In my case I have n =8, k=3, t=1 and w=4.
If I expand the summation I get negative integers in the polynomial and I don't know how to handle them in a binomial coefficient. Can someone give me an example of the correct way of expanding and solving the formula for this case?
Note that $t$ does not appear in formula (E). The useful definition of $\binom{n}k$ here is
$$\binom{n}k=\frac{n^{\underline k}}{k!}\;,$$
where $x^{\underline k}=\prod_{i=0}^{k-1}(x-i)$. Thus,
$$\begin{align*} \sum_{j=0}^3(-1)^j\binom3j\binom{8-4j-1}2&=\binom30\binom72-\binom31\binom32+\binom32\binom{-1}2-\binom33\binom{-5}2\\ &=1\cdot21-3\cdot3+3\cdot\frac{(-1)(-2)}2-1\cdot\frac{(-5)(-6)}2\\ &=21-9+3-15\\ &=0\;. \end{align*}$$
Added: However, I did that strictly on the basis of the formula.
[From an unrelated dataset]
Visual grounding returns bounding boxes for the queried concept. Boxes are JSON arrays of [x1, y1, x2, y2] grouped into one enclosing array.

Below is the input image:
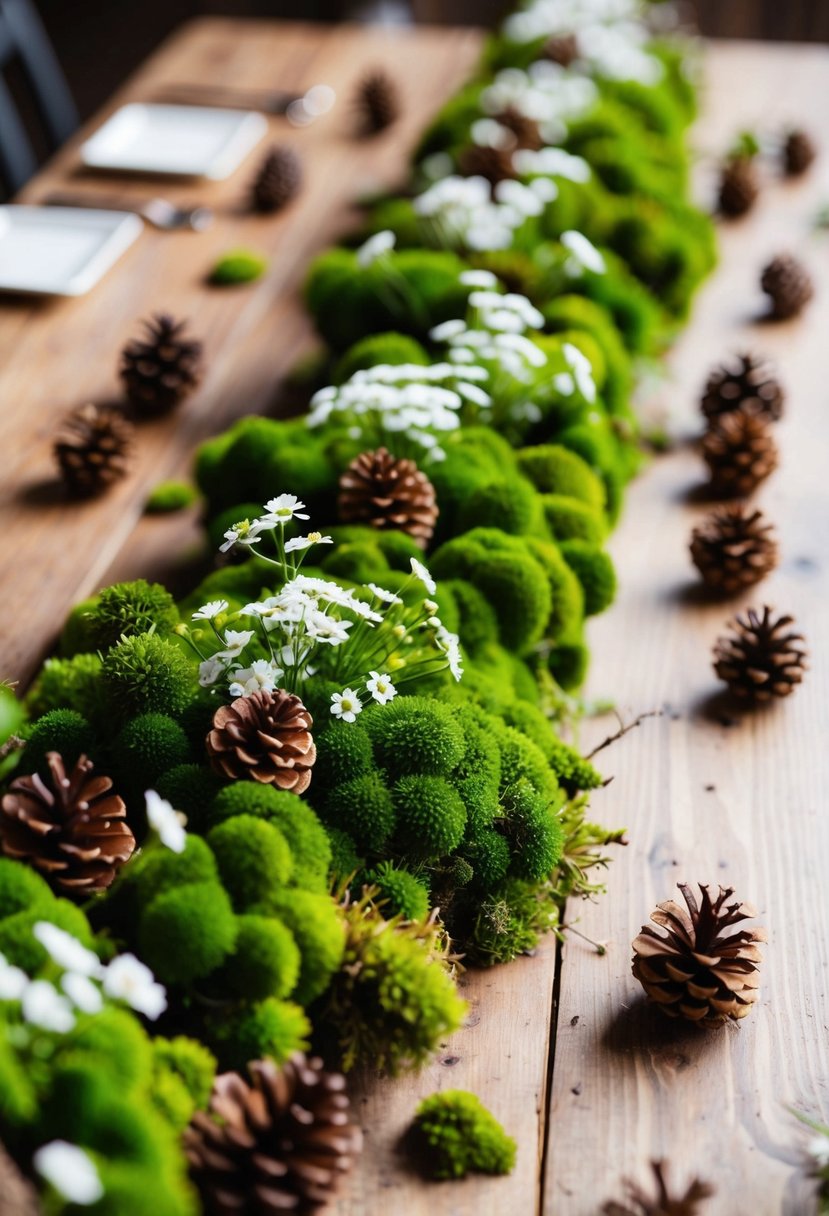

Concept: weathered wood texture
[[0, 18, 484, 686], [547, 41, 829, 1216]]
Now that I’ve taken a look at what it’s supposed to be counting, something for which I’ve previously worked out the formula, I realize that Abramson must be using a non-standard definition of $\binom{n}k$, taking it to be $0$ unless $0\le k\le n$. With that convention the last two terms in the summation above become $0$, and the whole expression then evaluates to $12$. This is correct: the compositions are the $6$ permutations of $1+3+4$, the $3$ permutations of $2+2+4$, and the $3$ permutations of $2+3+3$.
And on further investigation, I see that Abramson actually does specify his convention at the very end of the Introduction.